Pramuka, singkatan dari Praja Muda Karana, merupakan kegiatan ekstrakurikuler yang telah lama menjadi bagian integral dari sistem pendidikan di Indonesia. Dalam kegiatan Pramuka, siswa dibimbing untuk mengembangkan keterampilan kepemimpinan, kemandirian, kerjasama tim, dan rasa cinta terhadap alam. Selain itu, kegiatan ini juga memberikan pengalaman berharga dalam kehidupan di alam terbuka, memperkuat karakter siswa, serta meningkatkan rasa solidaritas dan persaudaraan. Oleh karena itu, keputusan Nadiem Makarim untuk mencabut status pramuka sebagai ekskul wajib di sekolah telah menimbulkan kekhawatiran akan dampaknya terhadap pendidikan karakter generasi muda Indonesia.
Sebagai seorang pengusaha sukses dan pemikir inovatif, Nadiem Makarim tentu memiliki alasan kuat di balik keputusannya tersebut.

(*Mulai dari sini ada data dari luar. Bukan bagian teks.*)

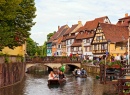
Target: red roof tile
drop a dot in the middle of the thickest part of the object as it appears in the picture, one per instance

Beliau berpandangan bahwa ekskul wajib yang bersifat memaksa tidak sesuai dengan semangat kebebasan dan kreativitas yang ingin diusung dalam sistem pendidikan saat ini. Namun, banyak pihak yang meragukan keputusan ini, mengingat pentingnya peran Pramuka dalam membentuk karakter dan kepribadian siswa.